Que faire en cas d’infection? Faut-il payer la rançon ou pas?
MS: Nous déconseillons de payer, car le business des cybercriminels a besoin du paiement des victimes pour se développer et s’améliorer.
Le montant de la rançon est variable et dépend de la cible, certains pirates demandent de très grosses sommes et laissent la possibilité de négocier. Par ailleurs, paiement ne signifie pas toujours restitution des données volées: parfois le chantage peut continuer.
Dans tous les cas, si vous constatez l’infection –souvent on la remarque car l’accès à certaines données est impossible, ou car une demande de rançon survient-, déconnectez votre ordinateur du système et du réseau pour éviter le risque de propagation. Nous conseillons ensuite de réinstaller le poste. Par la suite, il sera nécessaire de restaurer les données sur la base des sauvegardes.
En tant qu'entreprise, vaut-il mieux compter sur des mesures techniques ou une formation accrue des employés pour se protéger?

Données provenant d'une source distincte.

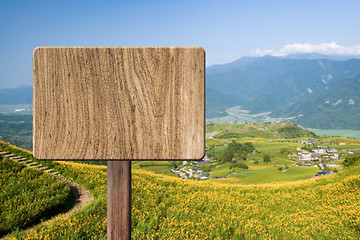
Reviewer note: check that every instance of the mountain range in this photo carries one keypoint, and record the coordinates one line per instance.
(313, 92)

MS: L’un ne va pas sans l’autre. Il est clair que des employés bien formés, qui prennent à cœur la sécurité, est la ligne de défense la plus efficace. Une culture de sécurité doit régner dans l’entreprise. Dans de nombreux cas, les rançongiciels fonctionnent car des utilisateurs ne mesurent pas la portée fâcheuse de leurs actes. Or un employé formé peut mieux détecter un email suspect et éviter un incident.
Sur le plan technique, il faut mettre en place des sauvegardes sur un support externe connecté uniquement le temps de la manipulation. Si possible, dans une PME, c’est au responsable IT de gérer les risques. Il est aussi important que la cybersécurité soit prise en compte au niveau du management, qui doit insuffler de bonnes pratiques.

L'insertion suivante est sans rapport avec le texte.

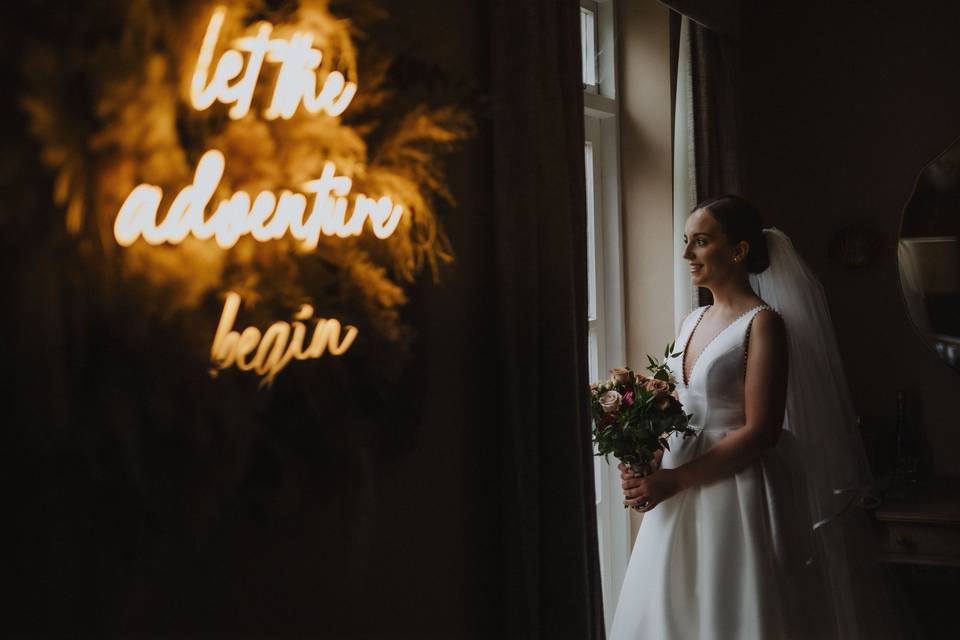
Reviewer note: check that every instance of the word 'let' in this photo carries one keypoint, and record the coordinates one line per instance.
(268, 353)
(266, 217)
(296, 79)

Quelles sont ces bonnes pratiques ?
MS: Il faut se doter d’une stratégie contre les risques liés à l’utilisation des moyens informatiques. Cela passe par différentes étapes: connaître ses systèmes et données, ainsi que la valeur différente de chacune. Une question que tout chef d’entreprise devrait se poser est de savoir de quel processus dépend l’informatique et quel sera le coût si le système venait à être bloqué.

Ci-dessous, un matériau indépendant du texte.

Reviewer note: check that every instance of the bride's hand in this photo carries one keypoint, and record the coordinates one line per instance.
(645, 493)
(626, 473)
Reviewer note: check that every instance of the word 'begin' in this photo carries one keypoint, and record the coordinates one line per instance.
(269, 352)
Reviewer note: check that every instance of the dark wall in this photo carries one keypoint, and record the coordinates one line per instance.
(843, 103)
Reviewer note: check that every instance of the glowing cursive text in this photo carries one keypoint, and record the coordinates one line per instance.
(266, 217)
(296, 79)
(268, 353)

Ensuite, il faut thématiser ces risques auprès des personnels et éventuellement pratiquer des tests de compréhension. Il est aussi nécessaire de mettre en place des procédures pour faire remonter et traiter les incidents. Il faut enfin identifier qui, au sein de l’entreprise, a le droit de procéder à des paiements et comment les protéger, ou mettre en place des signatures collectives par exemple.